This has not being solved. There's not a single country in this world that has managed to not rely on hydro, nuclear, fossils or importations for electricity generation.
Please provide those "studies and researches" that backup your claim, because a simple calculation shows that the world's largest WWTP, Hongrin-Leman (100GWh in capacity and 480MW in power, over a 90km² basin) contains just 10% of the capacity needed and only 0.7% of the power required for a country like France to last a winter night (~70GW during ~14h of night).
So we'd need “only” 10 Hongrin-Léman stations in terms of capacity, but 142 Hongrin-Léman stations in terms of power. In other words, we'd need to flood at best 8.5x the surface area of Paris, and at worst the entire surface area of the Île de France department, home to 12 million inhabitants.

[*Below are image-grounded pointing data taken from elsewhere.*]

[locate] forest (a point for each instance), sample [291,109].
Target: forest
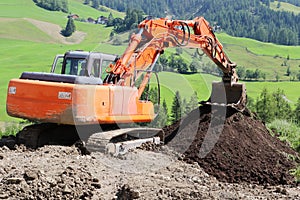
[251,19]
[53,5]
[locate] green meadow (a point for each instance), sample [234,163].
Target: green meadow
[25,47]
[285,7]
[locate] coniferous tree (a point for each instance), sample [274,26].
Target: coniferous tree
[297,112]
[70,28]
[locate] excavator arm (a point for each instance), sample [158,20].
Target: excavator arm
[155,35]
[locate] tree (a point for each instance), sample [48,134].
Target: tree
[288,71]
[265,106]
[95,4]
[298,76]
[117,41]
[241,71]
[277,76]
[110,20]
[297,112]
[176,107]
[194,66]
[163,60]
[192,104]
[70,28]
[179,51]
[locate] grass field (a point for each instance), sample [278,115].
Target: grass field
[24,47]
[201,83]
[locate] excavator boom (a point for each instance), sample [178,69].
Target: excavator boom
[155,35]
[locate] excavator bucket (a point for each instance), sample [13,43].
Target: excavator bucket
[233,95]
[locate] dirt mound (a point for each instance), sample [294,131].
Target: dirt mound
[238,148]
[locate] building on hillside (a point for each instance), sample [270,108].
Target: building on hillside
[73,16]
[102,20]
[91,20]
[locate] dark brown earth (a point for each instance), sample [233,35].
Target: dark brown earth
[245,151]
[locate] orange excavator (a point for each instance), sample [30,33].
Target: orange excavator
[104,92]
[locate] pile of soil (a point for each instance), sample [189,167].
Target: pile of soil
[239,149]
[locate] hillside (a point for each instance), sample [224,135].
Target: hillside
[40,41]
[253,19]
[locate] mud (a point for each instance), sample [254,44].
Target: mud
[244,150]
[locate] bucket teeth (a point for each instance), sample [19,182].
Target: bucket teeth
[233,95]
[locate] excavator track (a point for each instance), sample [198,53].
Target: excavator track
[117,142]
[110,140]
[38,135]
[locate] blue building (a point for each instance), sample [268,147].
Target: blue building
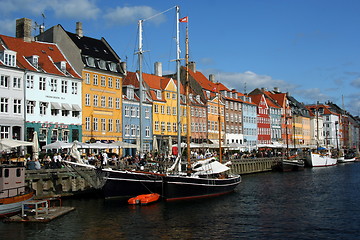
[131,115]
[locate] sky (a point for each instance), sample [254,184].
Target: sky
[308,48]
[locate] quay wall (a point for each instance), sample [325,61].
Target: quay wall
[69,182]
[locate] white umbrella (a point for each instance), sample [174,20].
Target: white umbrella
[121,144]
[155,145]
[35,146]
[57,145]
[7,143]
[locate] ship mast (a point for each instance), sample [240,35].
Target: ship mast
[188,129]
[178,80]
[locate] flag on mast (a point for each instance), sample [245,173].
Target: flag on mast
[184,19]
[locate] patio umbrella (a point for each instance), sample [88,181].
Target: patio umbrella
[35,146]
[7,143]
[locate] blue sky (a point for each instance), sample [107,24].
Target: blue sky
[309,48]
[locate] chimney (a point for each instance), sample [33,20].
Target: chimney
[23,29]
[192,66]
[158,69]
[79,29]
[212,78]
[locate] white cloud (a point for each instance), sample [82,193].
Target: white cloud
[356,83]
[250,80]
[126,15]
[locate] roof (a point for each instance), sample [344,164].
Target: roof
[48,55]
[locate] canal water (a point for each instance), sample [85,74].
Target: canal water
[318,203]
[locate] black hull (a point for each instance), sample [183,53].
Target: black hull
[130,184]
[186,188]
[171,188]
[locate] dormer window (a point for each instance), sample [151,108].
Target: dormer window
[90,61]
[34,60]
[208,94]
[8,57]
[158,94]
[102,64]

And that's just for one night without wind (which happens very regularly), assuming we rely on solar and wind power.
Then we need to find enough water and enough energy to pump it to fill the STEP completely in 10 hours of daylight, otherwise we'll have a blackout the following night.
Wind and solar power cannot form the basis of a country's energy production, because they are intermittent energies, and the storage needed to smooth out production is titanic. These energies rely on hydroelectricity, nuclear power and fossil fuels to be viable on a national scale.
Point the flaws in my logic, debate my ideas, or just leave. Don't waste your time making another reply if you can't keep respectful, I won't bother reading it.
Asking for sources and data to support a disputed claim is the basis of scientific debate. Becoming aggressive and disrespectful after such a mundane request is much more revealing of who is debating in good faith here.
Relevant critic here
TLDR : The study does not support the claim made in the title. It just says that it will be economically feasible. When asked about if its physically possible, they just throw some vague techno-solutionism, and even admit that 100% renewable will may never be actually possible
A request must be made to access this article, I highly doubt that you made one and actually read that report, so I won't waste my time either.
This report does not even relate to our debate at all, it theorizes multiple scenarios for 2050, does not tell if it's feasible and how, and none of these scenarios are 100% renewables anyway. This is out of subject.
I'm not going to bother to keep going, it becomes obvious that you just took random studies whose title seemed to support vaguely your points , hoping that I'm as bad-faith as you and I that I won't open them.
Your statements are based on void and you become aggressive when asked for explanations. I take back what I have above: don't bother to answer at all, I'm just going to ignore you from now on.
Did you even read the links you posted?
Why waste time replying just to behave like a child?